Reputation: 436
I'm downloading messages via IMAP. Next I'm adding parsed message into MongoDB. And I've a problem, because MongoDB support only UTF 8. And I wanna convert any encoding to UTF 8. Codes are various. How can I convert each string to UTF 8?
I know, that I can convert to binary, but I have to have normal text, because I have to searching phrases in database. Unless, can I searching normal text in binary?
Upvotes: 11
Views: 26962
Reputation: 4274
In 2020 I found that https://pkg.go.dev/mod/golang.org/x/text worked well for me.
package main
import (
"bytes"
"fmt"
"io/ioutil"
"log"
"golang.org/x/text/encoding/ianaindex"
"golang.org/x/text/transform"
)
func main() {
text := "\xa35 for Pepp\xe9"
charset := "latin1"
e, err := ianaindex.MIME.Encoding(charset)
if err != nil {
log.Fatal(err)
}
r := transform.NewReader(bytes.NewBufferString(text), e.NewDecoder())
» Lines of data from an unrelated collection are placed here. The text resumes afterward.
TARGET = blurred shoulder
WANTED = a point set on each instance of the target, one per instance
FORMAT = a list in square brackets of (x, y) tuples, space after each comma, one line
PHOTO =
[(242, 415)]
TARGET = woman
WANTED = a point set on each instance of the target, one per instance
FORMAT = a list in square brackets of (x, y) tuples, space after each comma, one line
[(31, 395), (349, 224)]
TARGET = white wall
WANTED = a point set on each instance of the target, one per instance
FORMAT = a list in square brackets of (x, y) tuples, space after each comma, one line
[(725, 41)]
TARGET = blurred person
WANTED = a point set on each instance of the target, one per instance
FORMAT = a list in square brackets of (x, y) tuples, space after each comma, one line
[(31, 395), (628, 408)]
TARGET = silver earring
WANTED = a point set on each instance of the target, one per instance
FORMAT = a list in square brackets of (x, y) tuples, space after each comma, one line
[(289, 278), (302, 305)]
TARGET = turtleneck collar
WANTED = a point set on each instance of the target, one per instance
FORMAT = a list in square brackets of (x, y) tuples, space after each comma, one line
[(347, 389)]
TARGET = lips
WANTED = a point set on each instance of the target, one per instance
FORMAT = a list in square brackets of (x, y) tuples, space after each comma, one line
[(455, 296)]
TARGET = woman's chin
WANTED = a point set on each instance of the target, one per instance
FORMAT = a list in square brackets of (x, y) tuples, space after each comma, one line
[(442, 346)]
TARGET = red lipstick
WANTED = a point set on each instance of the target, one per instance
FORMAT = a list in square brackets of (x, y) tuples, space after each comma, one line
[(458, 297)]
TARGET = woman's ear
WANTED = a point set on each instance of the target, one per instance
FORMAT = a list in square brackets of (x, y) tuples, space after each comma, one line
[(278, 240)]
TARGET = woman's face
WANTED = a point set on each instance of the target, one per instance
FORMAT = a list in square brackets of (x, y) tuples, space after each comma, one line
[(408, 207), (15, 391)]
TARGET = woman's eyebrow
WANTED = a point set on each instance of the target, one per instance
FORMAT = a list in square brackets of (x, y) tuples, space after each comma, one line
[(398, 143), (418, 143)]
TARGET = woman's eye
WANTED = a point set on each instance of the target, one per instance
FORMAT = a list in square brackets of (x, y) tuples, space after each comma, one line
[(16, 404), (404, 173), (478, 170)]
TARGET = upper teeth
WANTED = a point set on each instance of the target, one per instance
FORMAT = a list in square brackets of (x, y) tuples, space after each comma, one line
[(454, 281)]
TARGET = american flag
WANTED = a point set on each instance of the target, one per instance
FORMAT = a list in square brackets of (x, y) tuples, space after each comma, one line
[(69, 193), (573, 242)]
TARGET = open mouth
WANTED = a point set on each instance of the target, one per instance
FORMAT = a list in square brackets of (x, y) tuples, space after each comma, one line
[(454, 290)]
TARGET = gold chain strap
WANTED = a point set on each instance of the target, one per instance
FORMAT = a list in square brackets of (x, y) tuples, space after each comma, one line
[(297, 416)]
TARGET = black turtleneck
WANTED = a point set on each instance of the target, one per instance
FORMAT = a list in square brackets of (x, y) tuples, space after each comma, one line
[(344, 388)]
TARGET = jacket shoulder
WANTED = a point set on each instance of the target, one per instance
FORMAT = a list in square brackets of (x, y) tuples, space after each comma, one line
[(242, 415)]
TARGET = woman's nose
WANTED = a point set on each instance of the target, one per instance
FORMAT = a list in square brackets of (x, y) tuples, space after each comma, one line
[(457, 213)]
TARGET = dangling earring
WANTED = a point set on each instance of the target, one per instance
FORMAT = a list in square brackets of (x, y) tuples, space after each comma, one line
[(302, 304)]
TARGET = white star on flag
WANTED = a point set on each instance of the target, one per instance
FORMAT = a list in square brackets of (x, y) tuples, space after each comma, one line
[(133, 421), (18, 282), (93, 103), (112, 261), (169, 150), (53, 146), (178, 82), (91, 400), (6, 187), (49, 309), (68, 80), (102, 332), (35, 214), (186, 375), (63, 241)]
result, err := ioutil.ReadAll(r)
if err != nil {
log.Fatal(err)
}
fmt.Printf("%s\n", result) //outputs £5 for Peppé
}
https://play.golang.org/p/Hl7r146UwhT
Upvotes: 7
Reputation: 49157
I'm using the go-charset
project to do this: https://code.google.com/p/go-charset/
It's pretty straightforward, you create a reader from a charset and it translates to utf-8 automatically. example from the library:
r, err := charset.NewReader(strings.NewReader("\xa35 for Pepp\xe9"), "latin1")
if err != nil {
log.Fatal(err)
}
result, err := ioutil.ReadAll(r)
if err != nil {
log.Fatal(err)
}
fmt.Printf("%s\n", result) //outputs £5 for Peppé
Now, in my case I know the charset because it comes from web pages and I read the headers/meta tags. If you need to detect the charset automatically by heuristics, you'll need another library for that, such as this one: https://github.com/saintfish/chardet
I haven't used it but it also looks pretty simple to use:
detector := chardet.NewTextDetector()
result, err := detector.DetectBest(some_text)
if err == nil {
fmt.Printf(
"Detected charset is %s, language is %s",
result.Charset,
result.Language)
}
Upvotes: 12
Reputation: 251
charset.NewReader
in package golang.org/x/net/html/charset
can't deal with encoding gb2312
. charset.NewReaderLabel
can deal with it.
import (
"io/ioutil"
"golang.org/x/net/html/charset"
)
func convrtToUTF8(str string, origEncoding string) string {
strBytes := []byte(str)
byteReader := bytes.NewReader(strBytes)
reader, _ := charset.NewReaderLabel(origEncoding, byteReader)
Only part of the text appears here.